Drygalski led the first German South Polar expedition with the ship Gauss to explore the unknown area of Antarctica lying south of the Kerguelen Islands. The expedition started from Kiel in the summer of 1901. A small party of the expedition was also stationed on the Kerguelen Islands, while the main party proceeded further south. Drygalski also paid a brief call to Heard Island and provided the first comprehensive scientific information on the island's geology, flora and fauna. Despite being trapped by ice for nearly fourteen months until February 1903, the expedition discovered new territory in Antarctica, the Kaiser Wilhelm II Land with the Gaussberg.
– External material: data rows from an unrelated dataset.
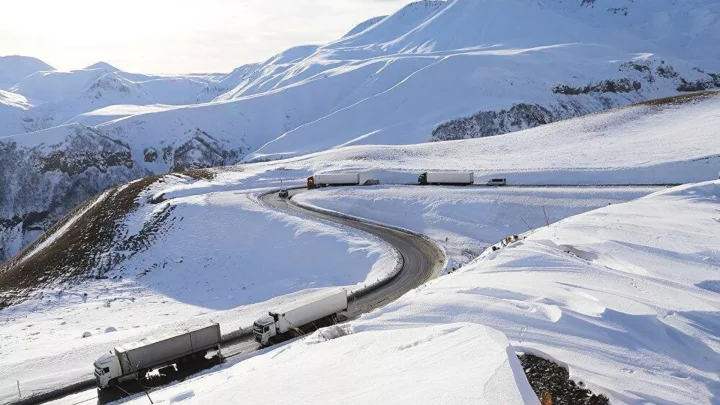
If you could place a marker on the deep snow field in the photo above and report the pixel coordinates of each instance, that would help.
(216, 260)
(613, 308)
(466, 221)
(625, 296)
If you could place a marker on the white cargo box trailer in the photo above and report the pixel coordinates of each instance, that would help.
(131, 360)
(335, 179)
(310, 309)
(450, 178)
(318, 307)
(156, 350)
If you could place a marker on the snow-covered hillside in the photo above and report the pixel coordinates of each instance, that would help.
(14, 68)
(678, 139)
(210, 213)
(431, 71)
(626, 297)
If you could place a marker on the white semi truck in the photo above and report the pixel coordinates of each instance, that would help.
(447, 178)
(300, 316)
(335, 179)
(132, 361)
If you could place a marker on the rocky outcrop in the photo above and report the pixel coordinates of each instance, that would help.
(42, 182)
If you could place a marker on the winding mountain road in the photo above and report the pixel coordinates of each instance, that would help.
(422, 260)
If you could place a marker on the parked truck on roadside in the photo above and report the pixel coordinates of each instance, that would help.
(300, 317)
(335, 179)
(132, 361)
(447, 178)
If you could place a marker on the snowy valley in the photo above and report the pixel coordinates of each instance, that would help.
(431, 71)
(134, 204)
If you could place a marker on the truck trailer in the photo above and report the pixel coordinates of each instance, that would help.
(447, 178)
(132, 361)
(300, 317)
(336, 179)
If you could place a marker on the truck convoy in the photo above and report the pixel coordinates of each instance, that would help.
(339, 179)
(300, 317)
(447, 178)
(132, 361)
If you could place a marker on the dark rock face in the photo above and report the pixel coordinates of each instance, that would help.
(42, 182)
(93, 227)
(489, 123)
(549, 380)
(574, 101)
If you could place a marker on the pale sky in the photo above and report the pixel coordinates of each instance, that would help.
(174, 36)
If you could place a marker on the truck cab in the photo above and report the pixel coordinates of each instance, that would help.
(107, 369)
(264, 329)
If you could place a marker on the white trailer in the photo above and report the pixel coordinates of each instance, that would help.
(300, 316)
(447, 178)
(335, 179)
(132, 361)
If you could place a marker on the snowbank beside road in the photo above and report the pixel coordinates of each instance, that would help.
(218, 256)
(437, 364)
(626, 295)
(465, 221)
(676, 142)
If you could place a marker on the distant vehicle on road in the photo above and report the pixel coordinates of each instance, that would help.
(300, 317)
(497, 182)
(447, 178)
(339, 179)
(132, 361)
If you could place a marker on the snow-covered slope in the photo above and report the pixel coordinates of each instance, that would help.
(14, 112)
(14, 68)
(442, 364)
(59, 96)
(626, 296)
(191, 235)
(661, 142)
(431, 71)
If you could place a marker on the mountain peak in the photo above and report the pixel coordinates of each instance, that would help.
(14, 68)
(103, 65)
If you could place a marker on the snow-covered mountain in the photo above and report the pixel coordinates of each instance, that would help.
(627, 290)
(434, 70)
(14, 68)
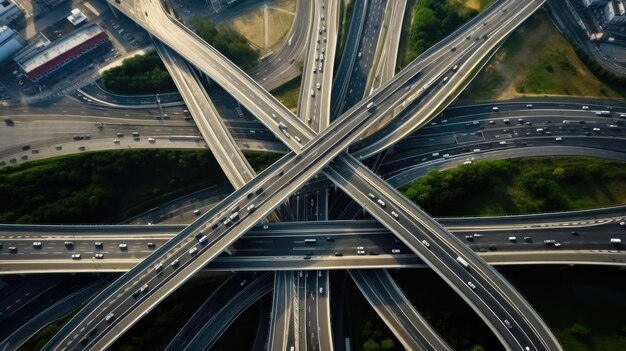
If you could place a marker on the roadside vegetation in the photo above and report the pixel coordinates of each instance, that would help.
(536, 60)
(102, 187)
(107, 186)
(289, 93)
(573, 301)
(227, 41)
(141, 74)
(346, 9)
(369, 332)
(583, 305)
(252, 25)
(155, 330)
(41, 338)
(260, 160)
(433, 20)
(518, 186)
(600, 72)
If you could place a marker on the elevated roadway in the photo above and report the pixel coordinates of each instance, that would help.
(317, 75)
(230, 308)
(189, 266)
(282, 334)
(395, 309)
(285, 241)
(214, 131)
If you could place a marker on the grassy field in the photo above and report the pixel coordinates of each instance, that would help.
(521, 186)
(108, 186)
(536, 60)
(584, 307)
(346, 8)
(280, 15)
(432, 20)
(289, 93)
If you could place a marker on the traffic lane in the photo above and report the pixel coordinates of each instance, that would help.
(580, 235)
(471, 151)
(441, 255)
(153, 299)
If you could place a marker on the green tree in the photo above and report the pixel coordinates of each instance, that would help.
(371, 345)
(387, 345)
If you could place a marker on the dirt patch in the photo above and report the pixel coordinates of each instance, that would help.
(279, 16)
(536, 60)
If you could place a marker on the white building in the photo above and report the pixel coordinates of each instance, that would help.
(9, 11)
(10, 43)
(615, 12)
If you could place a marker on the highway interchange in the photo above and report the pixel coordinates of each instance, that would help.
(419, 89)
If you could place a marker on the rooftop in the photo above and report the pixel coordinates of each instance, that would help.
(55, 49)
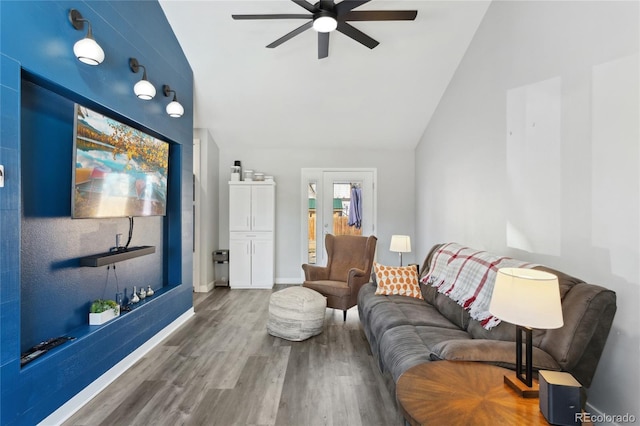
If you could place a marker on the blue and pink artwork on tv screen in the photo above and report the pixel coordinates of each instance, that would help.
(119, 171)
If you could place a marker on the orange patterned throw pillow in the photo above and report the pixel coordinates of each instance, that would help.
(397, 280)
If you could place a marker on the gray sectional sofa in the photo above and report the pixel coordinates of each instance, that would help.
(403, 332)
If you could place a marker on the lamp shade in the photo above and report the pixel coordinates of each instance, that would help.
(88, 51)
(400, 244)
(175, 109)
(527, 297)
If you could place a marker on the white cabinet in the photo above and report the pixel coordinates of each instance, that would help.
(251, 227)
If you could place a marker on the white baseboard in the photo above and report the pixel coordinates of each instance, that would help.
(600, 418)
(86, 394)
(204, 288)
(289, 280)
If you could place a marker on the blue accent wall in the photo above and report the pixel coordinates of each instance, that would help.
(43, 290)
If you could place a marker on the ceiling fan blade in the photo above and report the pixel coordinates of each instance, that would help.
(346, 5)
(356, 34)
(305, 4)
(323, 45)
(290, 35)
(274, 16)
(326, 4)
(380, 15)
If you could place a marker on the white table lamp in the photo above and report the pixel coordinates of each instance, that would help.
(400, 244)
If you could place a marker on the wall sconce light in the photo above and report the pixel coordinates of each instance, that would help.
(87, 50)
(143, 89)
(174, 109)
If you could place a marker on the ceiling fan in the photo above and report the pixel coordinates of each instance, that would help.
(327, 15)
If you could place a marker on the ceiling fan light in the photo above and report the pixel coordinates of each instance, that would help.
(174, 109)
(144, 90)
(88, 51)
(325, 24)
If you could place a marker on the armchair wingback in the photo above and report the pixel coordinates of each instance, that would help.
(349, 263)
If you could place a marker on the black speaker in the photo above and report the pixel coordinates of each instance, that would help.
(560, 400)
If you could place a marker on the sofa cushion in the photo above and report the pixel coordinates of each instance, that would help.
(498, 353)
(397, 280)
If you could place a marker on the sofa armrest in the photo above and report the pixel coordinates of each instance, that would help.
(500, 353)
(315, 273)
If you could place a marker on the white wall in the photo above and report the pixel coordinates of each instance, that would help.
(395, 196)
(533, 152)
(209, 196)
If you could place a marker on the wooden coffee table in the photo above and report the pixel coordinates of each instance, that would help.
(463, 393)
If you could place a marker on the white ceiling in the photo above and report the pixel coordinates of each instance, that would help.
(251, 96)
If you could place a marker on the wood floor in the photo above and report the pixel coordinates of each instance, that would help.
(222, 368)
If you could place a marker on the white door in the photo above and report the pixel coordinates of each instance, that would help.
(239, 262)
(262, 211)
(262, 261)
(239, 208)
(337, 203)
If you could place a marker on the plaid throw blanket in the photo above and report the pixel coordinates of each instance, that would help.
(467, 276)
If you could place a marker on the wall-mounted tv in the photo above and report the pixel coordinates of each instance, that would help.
(119, 171)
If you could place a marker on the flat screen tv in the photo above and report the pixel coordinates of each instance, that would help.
(119, 171)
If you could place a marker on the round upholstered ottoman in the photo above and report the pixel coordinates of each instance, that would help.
(296, 313)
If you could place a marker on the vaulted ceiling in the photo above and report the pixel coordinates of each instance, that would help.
(381, 98)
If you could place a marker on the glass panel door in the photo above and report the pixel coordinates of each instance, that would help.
(347, 206)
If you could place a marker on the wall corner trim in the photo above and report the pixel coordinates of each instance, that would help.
(84, 396)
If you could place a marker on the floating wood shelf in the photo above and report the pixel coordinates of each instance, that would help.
(108, 258)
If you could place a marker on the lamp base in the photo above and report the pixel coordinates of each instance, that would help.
(522, 389)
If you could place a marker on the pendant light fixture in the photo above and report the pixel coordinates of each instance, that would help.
(87, 50)
(143, 89)
(174, 109)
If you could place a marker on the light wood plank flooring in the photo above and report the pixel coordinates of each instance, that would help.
(223, 368)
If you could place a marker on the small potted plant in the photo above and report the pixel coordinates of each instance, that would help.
(103, 310)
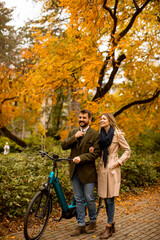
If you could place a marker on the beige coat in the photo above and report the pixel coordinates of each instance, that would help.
(109, 178)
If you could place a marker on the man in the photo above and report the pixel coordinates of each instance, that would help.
(83, 170)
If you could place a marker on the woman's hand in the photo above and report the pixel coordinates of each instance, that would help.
(91, 149)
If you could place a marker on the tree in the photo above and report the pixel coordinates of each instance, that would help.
(108, 52)
(8, 37)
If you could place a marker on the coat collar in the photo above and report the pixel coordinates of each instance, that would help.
(85, 138)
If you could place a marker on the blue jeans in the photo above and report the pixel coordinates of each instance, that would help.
(110, 209)
(82, 191)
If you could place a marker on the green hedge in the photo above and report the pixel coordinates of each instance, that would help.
(140, 170)
(22, 175)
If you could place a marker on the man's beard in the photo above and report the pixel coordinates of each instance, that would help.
(84, 124)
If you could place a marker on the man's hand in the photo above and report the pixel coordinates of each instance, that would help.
(91, 149)
(76, 160)
(79, 134)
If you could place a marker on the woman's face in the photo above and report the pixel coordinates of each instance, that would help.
(104, 121)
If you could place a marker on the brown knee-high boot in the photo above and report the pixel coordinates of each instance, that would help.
(113, 228)
(107, 233)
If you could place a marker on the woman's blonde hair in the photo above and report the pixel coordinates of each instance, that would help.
(111, 119)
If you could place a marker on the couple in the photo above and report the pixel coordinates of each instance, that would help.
(86, 146)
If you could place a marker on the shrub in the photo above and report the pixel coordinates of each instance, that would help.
(22, 175)
(140, 170)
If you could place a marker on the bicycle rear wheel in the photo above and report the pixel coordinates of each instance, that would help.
(37, 216)
(99, 206)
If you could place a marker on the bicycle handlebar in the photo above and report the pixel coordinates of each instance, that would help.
(55, 157)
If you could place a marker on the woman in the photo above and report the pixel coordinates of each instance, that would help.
(109, 174)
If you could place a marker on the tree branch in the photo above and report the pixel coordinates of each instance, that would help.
(13, 137)
(135, 4)
(137, 12)
(155, 95)
(108, 9)
(102, 91)
(7, 99)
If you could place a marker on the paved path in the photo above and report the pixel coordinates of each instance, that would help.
(137, 217)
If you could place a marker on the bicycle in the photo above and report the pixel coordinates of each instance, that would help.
(40, 207)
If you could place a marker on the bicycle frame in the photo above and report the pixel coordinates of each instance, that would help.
(68, 211)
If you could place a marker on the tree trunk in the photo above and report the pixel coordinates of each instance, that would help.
(11, 136)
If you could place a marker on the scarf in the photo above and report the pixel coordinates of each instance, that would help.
(105, 140)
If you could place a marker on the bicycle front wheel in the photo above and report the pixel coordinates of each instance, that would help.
(37, 216)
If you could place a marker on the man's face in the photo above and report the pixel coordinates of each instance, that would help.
(84, 120)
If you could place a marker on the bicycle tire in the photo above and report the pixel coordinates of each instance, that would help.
(99, 206)
(37, 215)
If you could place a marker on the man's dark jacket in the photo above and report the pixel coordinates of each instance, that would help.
(86, 168)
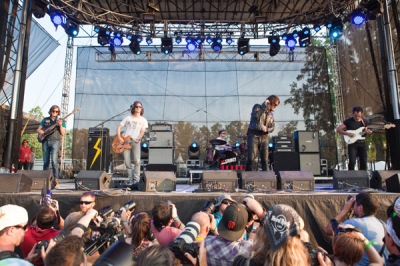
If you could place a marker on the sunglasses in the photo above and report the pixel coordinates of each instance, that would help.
(85, 202)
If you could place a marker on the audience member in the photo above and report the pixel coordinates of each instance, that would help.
(164, 214)
(364, 206)
(42, 228)
(278, 240)
(13, 222)
(223, 248)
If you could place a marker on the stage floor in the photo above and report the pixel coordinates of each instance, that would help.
(316, 207)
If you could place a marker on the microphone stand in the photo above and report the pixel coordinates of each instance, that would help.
(102, 132)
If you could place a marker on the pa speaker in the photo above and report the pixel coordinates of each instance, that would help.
(15, 183)
(379, 177)
(393, 183)
(258, 180)
(158, 181)
(350, 179)
(296, 180)
(40, 179)
(225, 180)
(95, 180)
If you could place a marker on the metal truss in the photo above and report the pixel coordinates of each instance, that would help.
(257, 54)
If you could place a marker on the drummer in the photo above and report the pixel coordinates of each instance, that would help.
(221, 136)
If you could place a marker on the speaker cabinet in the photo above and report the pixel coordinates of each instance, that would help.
(11, 183)
(310, 162)
(285, 161)
(260, 180)
(378, 179)
(161, 155)
(40, 179)
(95, 180)
(296, 180)
(350, 179)
(306, 141)
(158, 181)
(393, 183)
(225, 180)
(98, 155)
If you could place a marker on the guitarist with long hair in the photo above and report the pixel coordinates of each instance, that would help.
(358, 148)
(135, 127)
(51, 143)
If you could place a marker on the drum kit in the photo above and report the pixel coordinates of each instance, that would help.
(230, 157)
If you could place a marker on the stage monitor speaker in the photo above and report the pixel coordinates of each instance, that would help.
(40, 178)
(306, 141)
(311, 162)
(350, 179)
(10, 183)
(225, 180)
(296, 180)
(393, 183)
(379, 177)
(98, 155)
(285, 161)
(158, 182)
(94, 180)
(258, 180)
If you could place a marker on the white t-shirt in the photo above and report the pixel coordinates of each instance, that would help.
(133, 125)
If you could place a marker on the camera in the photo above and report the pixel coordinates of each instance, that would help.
(208, 207)
(59, 237)
(184, 242)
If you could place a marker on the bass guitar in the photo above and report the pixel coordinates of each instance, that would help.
(49, 130)
(359, 134)
(119, 147)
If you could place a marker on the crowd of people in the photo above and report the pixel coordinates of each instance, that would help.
(233, 233)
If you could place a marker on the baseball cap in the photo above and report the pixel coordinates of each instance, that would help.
(281, 223)
(233, 222)
(11, 215)
(222, 197)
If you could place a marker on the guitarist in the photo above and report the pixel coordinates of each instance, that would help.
(135, 127)
(51, 144)
(359, 147)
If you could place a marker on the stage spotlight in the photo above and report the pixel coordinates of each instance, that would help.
(57, 17)
(243, 46)
(135, 48)
(317, 28)
(191, 46)
(71, 28)
(166, 45)
(290, 41)
(216, 46)
(194, 151)
(374, 9)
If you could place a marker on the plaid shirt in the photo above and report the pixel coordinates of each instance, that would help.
(221, 252)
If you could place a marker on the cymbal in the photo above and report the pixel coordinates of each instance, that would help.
(217, 142)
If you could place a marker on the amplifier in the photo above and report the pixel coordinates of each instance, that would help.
(163, 139)
(161, 127)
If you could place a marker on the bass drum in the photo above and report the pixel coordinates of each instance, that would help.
(229, 158)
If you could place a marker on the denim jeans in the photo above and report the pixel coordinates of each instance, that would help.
(359, 149)
(135, 152)
(51, 147)
(257, 144)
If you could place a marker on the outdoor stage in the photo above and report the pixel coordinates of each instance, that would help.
(316, 207)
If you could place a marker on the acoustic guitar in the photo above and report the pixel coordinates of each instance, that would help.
(359, 134)
(49, 130)
(119, 147)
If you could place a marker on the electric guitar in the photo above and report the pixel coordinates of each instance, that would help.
(359, 134)
(49, 130)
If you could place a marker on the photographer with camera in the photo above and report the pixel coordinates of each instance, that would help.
(364, 207)
(164, 215)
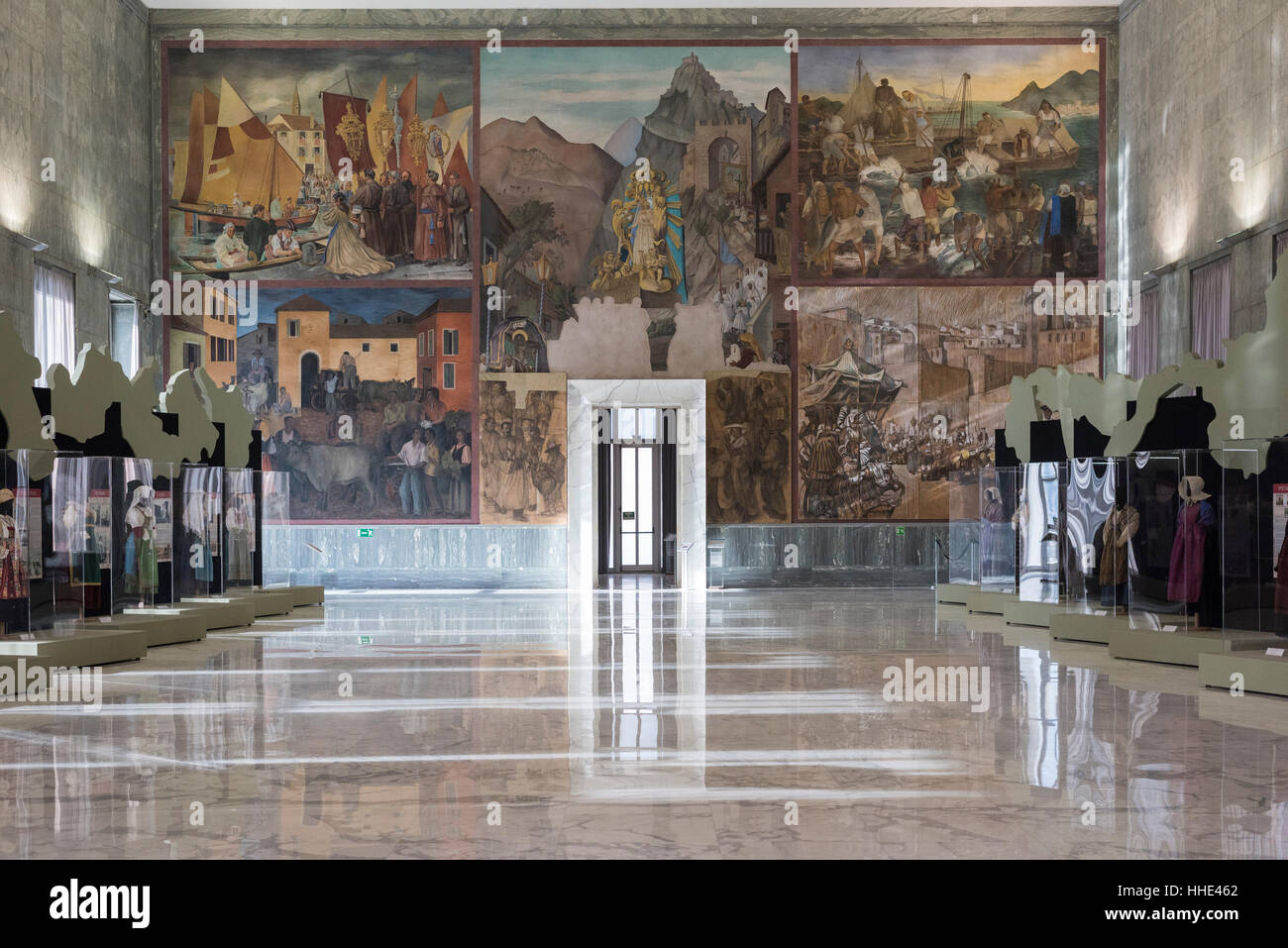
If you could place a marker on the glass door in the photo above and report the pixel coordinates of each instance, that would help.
(639, 539)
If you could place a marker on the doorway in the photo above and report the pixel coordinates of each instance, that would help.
(636, 489)
(309, 368)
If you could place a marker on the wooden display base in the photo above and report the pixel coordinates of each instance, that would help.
(222, 612)
(1261, 674)
(1021, 612)
(954, 592)
(990, 603)
(1181, 647)
(165, 625)
(265, 601)
(1086, 626)
(80, 646)
(300, 595)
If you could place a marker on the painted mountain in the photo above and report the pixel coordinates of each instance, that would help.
(526, 161)
(1073, 90)
(694, 97)
(623, 142)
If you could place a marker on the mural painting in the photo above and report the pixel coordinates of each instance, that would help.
(900, 390)
(365, 401)
(635, 207)
(932, 161)
(748, 447)
(320, 162)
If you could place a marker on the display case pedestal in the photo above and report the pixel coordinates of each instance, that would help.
(80, 646)
(1021, 612)
(1261, 674)
(266, 601)
(223, 612)
(1180, 647)
(163, 625)
(990, 603)
(1087, 626)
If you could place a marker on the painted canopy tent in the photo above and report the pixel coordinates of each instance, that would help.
(849, 381)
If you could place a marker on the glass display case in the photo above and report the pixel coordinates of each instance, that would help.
(1173, 570)
(1254, 536)
(134, 535)
(165, 489)
(962, 553)
(1098, 531)
(999, 520)
(239, 527)
(198, 533)
(20, 541)
(1038, 522)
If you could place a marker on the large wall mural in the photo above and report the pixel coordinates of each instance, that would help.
(366, 399)
(841, 241)
(635, 204)
(523, 447)
(320, 162)
(945, 159)
(900, 390)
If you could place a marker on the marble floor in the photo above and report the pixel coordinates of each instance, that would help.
(642, 723)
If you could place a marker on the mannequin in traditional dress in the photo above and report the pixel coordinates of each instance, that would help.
(14, 588)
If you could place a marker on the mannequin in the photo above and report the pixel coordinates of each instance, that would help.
(14, 590)
(141, 559)
(995, 535)
(86, 572)
(1117, 531)
(1188, 579)
(239, 540)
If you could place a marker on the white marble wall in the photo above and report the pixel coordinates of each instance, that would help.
(687, 394)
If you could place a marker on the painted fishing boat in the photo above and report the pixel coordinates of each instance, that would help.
(209, 264)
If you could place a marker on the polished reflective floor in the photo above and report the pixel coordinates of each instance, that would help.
(643, 723)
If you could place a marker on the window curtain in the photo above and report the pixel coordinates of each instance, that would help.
(55, 320)
(1210, 308)
(1142, 338)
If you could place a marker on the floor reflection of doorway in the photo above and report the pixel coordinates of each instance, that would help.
(636, 491)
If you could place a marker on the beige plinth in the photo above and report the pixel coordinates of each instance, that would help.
(954, 592)
(1020, 612)
(222, 612)
(1261, 674)
(1181, 647)
(75, 646)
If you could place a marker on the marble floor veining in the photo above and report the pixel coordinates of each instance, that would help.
(643, 723)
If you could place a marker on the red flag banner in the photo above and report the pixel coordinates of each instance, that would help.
(334, 111)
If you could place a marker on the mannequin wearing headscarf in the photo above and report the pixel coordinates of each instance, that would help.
(141, 559)
(1188, 581)
(194, 526)
(14, 588)
(82, 548)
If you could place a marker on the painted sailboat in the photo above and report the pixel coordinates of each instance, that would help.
(956, 134)
(231, 156)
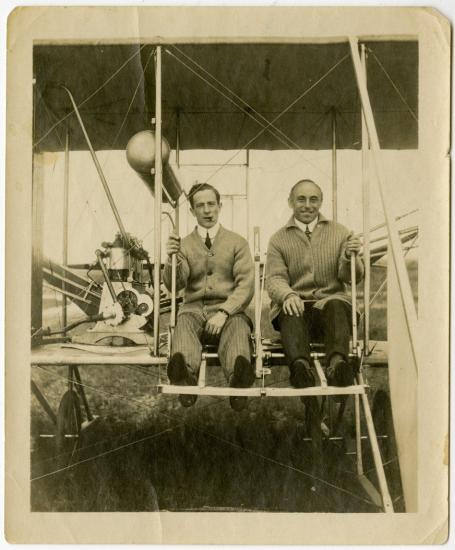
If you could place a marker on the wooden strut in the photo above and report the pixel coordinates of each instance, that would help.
(395, 242)
(65, 222)
(99, 169)
(384, 490)
(366, 225)
(257, 304)
(334, 166)
(158, 170)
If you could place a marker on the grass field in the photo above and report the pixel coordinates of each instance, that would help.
(147, 453)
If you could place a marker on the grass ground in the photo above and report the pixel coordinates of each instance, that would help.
(147, 453)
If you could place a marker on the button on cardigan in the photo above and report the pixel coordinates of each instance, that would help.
(222, 276)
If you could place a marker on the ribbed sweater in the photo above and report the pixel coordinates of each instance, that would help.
(221, 276)
(315, 269)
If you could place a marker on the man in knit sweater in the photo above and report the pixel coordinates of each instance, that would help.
(308, 265)
(215, 268)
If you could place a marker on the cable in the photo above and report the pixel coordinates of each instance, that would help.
(301, 96)
(89, 97)
(199, 430)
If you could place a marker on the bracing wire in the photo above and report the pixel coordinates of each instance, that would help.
(141, 79)
(270, 123)
(91, 95)
(200, 430)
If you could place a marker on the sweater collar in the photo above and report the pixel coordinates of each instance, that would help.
(291, 222)
(202, 231)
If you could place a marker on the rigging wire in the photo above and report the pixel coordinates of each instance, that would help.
(247, 107)
(141, 79)
(200, 430)
(301, 96)
(270, 123)
(90, 96)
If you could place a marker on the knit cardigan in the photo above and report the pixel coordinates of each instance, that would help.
(221, 276)
(314, 269)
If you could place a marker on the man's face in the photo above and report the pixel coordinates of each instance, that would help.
(306, 200)
(206, 209)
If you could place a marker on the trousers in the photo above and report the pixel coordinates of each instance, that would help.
(330, 325)
(234, 340)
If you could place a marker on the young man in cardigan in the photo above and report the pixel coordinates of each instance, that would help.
(309, 259)
(215, 268)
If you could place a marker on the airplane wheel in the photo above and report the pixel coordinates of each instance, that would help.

The expedition arrived back in Kiel in November 1903. Subsequently, Drygalski wrote the narrative of the expedition and edited the voluminous scientific data. Between 1905 and 1931, he published twenty volumes and two atlases documenting the expedition and was awarded the 1933 Royal Geographical Society's Patron's Medal.

== Later years ==
From October 1906 until his retirement, Drygalski was a professor in Munich, where he also presided the Geographic Institute, founded by him, until his death. In 1910, he also took part in Count Ferdinand von Zeppelin's expedition to Spitsbergen and participated in other expeditions to North America and northeastern Asia. He died in 1949 in Munich.

== Trivia ==
Drygalski Island, Drygalski Fjord in South Georgia, and an avenue in the southern part of Munich were named after him, as is the crater Drygalski on the Moon. Two glaciers, including Drygalski Glacier (Antarctica) and Drygalski Glacier (Tanzania) on the slopes of Mount Kilimanjaro are also named for him. An archive at LMU Munich remembers his pioneering efforts. He also has a South African spider named after him, Araneus drygalskii (Strand, 1909), based on material collected on the Gauss expedition.